The OPEC does have some leverage to influence prices, although the level of oil prices remains largely linked to geopolitical interactions between producing countries, whether or not they are OPEC members, and the rest of the world. As such, the recent American sanctions against Iran, or Venezuela's economic decline, perfectly reflect this economic reality. This growing politicisation of oil markets gives a leading role to the Organisation of Petroleum Producing Countries, which enjoys, not without difficulty, the historic role of regulating oil prices.
OPEC Member Countries
Created in 1960 at the Baghdad conference, OPEC's first missions (formed by 5 countries: Saudi Arabia, Iran, Iraq, Kuwait and Venezuela) were limited to better controlling the oil revenues collected by its members. As early as the following decades, the waves of nationalization of the oil industry, coupled with an increase in the number of members and greater volatility in oil prices, quickly gave the cartel a leading role.

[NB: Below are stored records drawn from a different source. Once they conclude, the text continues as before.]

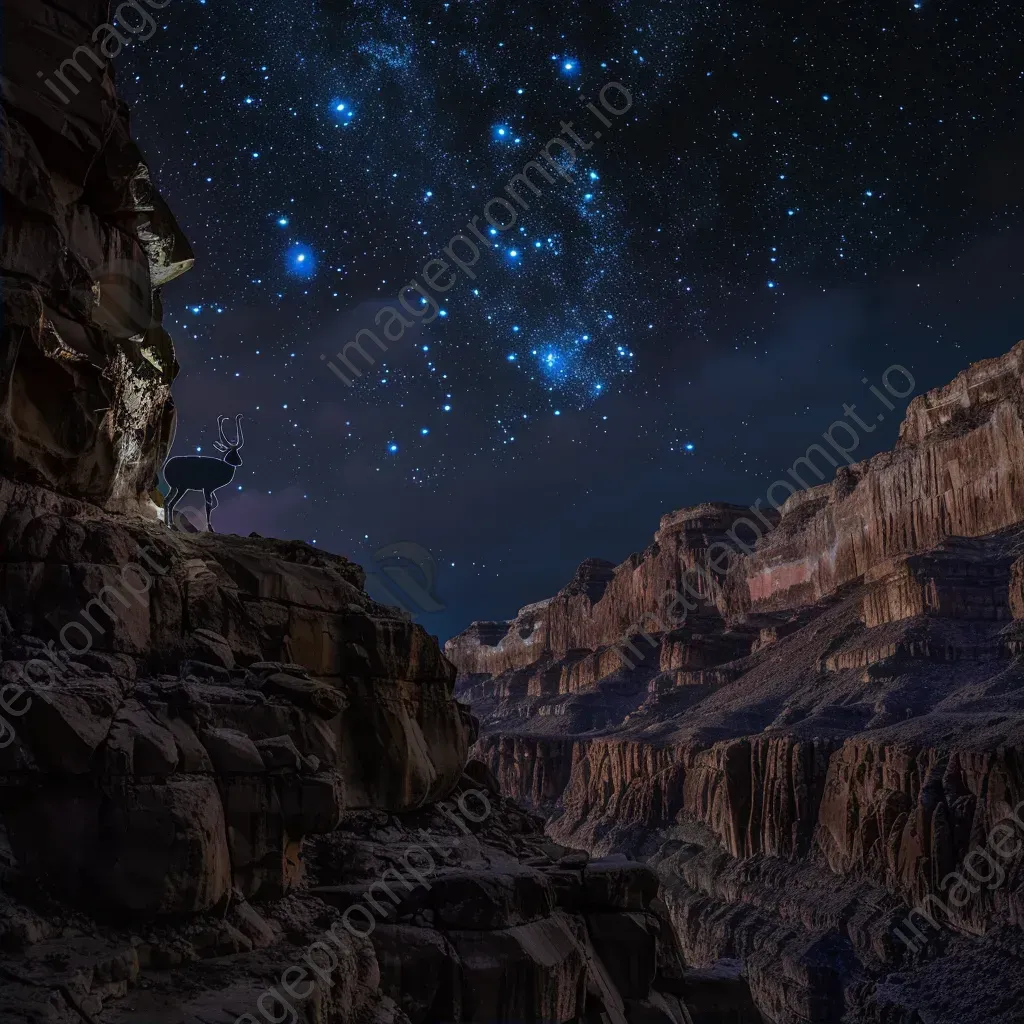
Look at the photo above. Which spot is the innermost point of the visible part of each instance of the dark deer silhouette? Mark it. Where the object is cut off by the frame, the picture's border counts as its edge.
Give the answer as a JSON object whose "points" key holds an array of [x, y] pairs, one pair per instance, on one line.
{"points": [[196, 472]]}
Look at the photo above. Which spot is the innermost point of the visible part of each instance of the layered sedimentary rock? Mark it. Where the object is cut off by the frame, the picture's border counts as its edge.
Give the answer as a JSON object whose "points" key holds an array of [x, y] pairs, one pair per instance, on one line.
{"points": [[233, 788], [87, 245], [807, 723], [222, 760]]}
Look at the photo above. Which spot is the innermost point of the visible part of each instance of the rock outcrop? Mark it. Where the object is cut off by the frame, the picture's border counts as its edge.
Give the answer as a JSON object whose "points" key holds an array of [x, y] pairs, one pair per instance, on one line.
{"points": [[233, 788], [811, 723], [88, 244]]}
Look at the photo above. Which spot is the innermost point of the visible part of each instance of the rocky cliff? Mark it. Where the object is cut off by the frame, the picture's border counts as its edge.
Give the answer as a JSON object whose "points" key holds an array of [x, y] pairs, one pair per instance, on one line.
{"points": [[87, 246], [233, 788], [811, 722]]}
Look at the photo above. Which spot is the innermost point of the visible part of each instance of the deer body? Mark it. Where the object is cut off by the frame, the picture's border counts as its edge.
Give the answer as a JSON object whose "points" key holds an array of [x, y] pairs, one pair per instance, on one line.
{"points": [[194, 472]]}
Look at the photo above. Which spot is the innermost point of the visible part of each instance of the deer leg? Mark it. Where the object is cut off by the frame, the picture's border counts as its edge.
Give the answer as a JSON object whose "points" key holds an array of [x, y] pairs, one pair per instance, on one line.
{"points": [[211, 500], [172, 499]]}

Today, the Intergovernmental Institution based in Vienna has 14 members. In addition to the founding members, OPEC includes Algeria, Angola, Ecuador, Gabon, Equatorial Guinea, Equatorial Guinea, Libya, Nigeria, Qatar, and the United Arab Emirates.
A major swing producer...
With a cumulative production of around 40% of world production, for a control of nearly 70% of world oil reserves, OPEC is THE swing producer in the oil markets. In other words, the cartel, with Saudi Arabia at the top of the list, has a sufficiently significant weight to affect the price per barrel by adjusting its production.

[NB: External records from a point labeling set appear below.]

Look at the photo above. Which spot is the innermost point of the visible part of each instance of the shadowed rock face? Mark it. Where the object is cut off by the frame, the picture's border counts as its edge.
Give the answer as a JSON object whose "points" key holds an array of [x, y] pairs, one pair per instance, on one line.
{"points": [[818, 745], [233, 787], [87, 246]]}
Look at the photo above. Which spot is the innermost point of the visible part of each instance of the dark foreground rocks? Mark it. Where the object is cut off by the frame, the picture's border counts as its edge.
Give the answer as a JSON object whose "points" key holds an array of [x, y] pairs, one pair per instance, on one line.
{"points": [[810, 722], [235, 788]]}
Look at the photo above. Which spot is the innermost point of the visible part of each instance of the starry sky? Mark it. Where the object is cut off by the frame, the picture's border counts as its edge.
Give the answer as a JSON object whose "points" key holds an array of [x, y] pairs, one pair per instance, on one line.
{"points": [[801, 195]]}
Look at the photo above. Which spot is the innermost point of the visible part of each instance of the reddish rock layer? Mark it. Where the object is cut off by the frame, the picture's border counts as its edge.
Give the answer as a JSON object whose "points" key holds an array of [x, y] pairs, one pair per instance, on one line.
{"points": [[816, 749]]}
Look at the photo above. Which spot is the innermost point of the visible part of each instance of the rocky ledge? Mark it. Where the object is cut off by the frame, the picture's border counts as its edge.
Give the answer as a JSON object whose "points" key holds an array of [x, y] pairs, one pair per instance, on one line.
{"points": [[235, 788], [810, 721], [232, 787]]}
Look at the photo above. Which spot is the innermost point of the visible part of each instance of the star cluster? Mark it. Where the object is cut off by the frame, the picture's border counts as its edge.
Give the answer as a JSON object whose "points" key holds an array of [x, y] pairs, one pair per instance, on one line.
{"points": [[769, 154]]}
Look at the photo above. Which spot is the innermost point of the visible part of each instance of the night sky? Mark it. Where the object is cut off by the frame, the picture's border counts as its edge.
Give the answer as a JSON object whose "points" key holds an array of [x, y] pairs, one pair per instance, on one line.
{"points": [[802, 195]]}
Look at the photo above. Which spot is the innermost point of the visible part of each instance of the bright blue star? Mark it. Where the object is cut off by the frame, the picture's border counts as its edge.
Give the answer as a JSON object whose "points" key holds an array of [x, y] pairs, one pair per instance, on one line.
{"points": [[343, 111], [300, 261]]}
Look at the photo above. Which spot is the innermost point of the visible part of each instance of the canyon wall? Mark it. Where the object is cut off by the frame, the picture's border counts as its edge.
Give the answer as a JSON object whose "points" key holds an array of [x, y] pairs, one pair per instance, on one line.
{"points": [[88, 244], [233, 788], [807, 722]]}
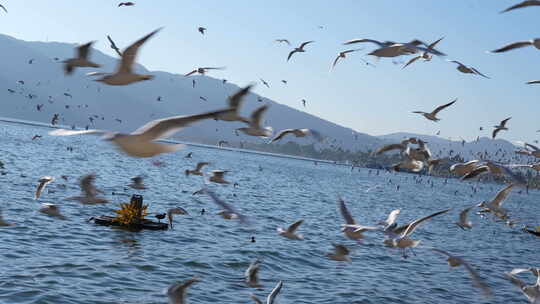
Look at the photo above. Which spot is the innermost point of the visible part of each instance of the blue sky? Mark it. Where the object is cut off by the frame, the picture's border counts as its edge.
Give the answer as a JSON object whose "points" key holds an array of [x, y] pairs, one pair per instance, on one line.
{"points": [[376, 101]]}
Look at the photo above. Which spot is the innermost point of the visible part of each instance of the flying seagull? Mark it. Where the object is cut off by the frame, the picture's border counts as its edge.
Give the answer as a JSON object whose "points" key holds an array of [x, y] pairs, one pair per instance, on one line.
{"points": [[41, 186], [299, 49], [113, 46], [177, 292], [522, 5], [519, 44], [467, 70], [343, 55], [500, 127], [124, 71], [297, 133], [81, 60], [141, 142], [425, 55], [433, 115]]}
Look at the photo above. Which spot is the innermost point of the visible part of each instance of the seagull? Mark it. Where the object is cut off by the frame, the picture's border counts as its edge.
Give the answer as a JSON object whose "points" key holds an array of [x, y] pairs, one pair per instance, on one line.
{"points": [[197, 170], [203, 71], [113, 46], [2, 222], [140, 143], [177, 292], [272, 296], [137, 183], [89, 192], [297, 133], [519, 44], [464, 168], [455, 261], [228, 211], [124, 74], [425, 55], [255, 128], [341, 254], [177, 210], [51, 210], [494, 206], [433, 115], [41, 186], [501, 126], [522, 4], [251, 274], [217, 177], [464, 222], [532, 292], [265, 83], [343, 55], [234, 103], [81, 60], [299, 49], [403, 241], [467, 70], [351, 229], [290, 233]]}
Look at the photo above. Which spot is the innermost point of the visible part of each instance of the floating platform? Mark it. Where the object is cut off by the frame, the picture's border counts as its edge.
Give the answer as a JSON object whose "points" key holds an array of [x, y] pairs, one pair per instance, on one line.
{"points": [[144, 224], [537, 233]]}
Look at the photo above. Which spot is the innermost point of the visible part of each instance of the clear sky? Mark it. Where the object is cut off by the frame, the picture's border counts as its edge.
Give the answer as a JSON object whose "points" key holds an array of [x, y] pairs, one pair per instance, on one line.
{"points": [[376, 101]]}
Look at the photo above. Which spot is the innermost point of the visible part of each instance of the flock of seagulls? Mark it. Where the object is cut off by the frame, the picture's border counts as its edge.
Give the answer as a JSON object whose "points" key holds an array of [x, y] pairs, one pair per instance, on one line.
{"points": [[144, 142]]}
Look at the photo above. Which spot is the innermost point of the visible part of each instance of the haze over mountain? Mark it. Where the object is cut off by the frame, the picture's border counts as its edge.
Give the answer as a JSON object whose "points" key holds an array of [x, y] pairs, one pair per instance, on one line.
{"points": [[45, 84]]}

OPEC's mission is therefore to respond to imbalances between supply and demand in order to guarantee price stability on the one hand and a remunerative price for its members on the other. In the end, the interest remains to limit price volatility, which is not only a scourge on the budgetary balances of producing countries, but also a serious obstacle to investment by the oil sector.
... which is crumbling with the rise of non-conventional hydrocarbons...
If the cartel has been able, with varying degrees of success, to fulfil this task of regulator, the rapid growth of American shale oil seriously undermines its influence. Much more flexible in response to demand thanks to a significantly shorter investment and production cycle, US shale oil producers are in pole position to gain market share from OPEC.
Following a logic of profitability, the United States is on the way to becoming the world's leading oil producer, ahead of Russia and Saudi Arabia. Technological advances, constantly improving the hydraulic fracturing process, have allowed American producers to double their production since 2009, to nearly 11 million barrels per day.
This new competition has prompted OPEC to radically revise its strategy. While initially the priority was to defend its market shares in the face of the rise in US production (pushing prices down in 2014 to USD 25 per barrel), the cartel joined forces for the first time with non-members of the organisation, including Russia, to halt the fall in prices through the introduction of production quotas.
The role of supplemental producer is therefore no longer fully supported by OPEC. While this is an admission of failure for the cartel, which cannot regulate oil markets on its own, it seems obvious that this unexpected alliance nevertheless allows OPEC to safeguard its credibility.
... and internal conflicts.
In addition, there are internal divisions, which significantly affect the unity of the cartel. Beyond the entrenched ideological differences that complicate the cohabitation of some members, particularly between Saudi Arabia and Iran, there are significant inequalities in resilience to fluctuations in the price of oil.
More specifically, the degree of dependence on hydrocarbons and average cost prices vary from one country to another. It is difficult in this context to move towards decisions that fully satisfy the 14 members of the cartel. The risks of disagreement are therefore high.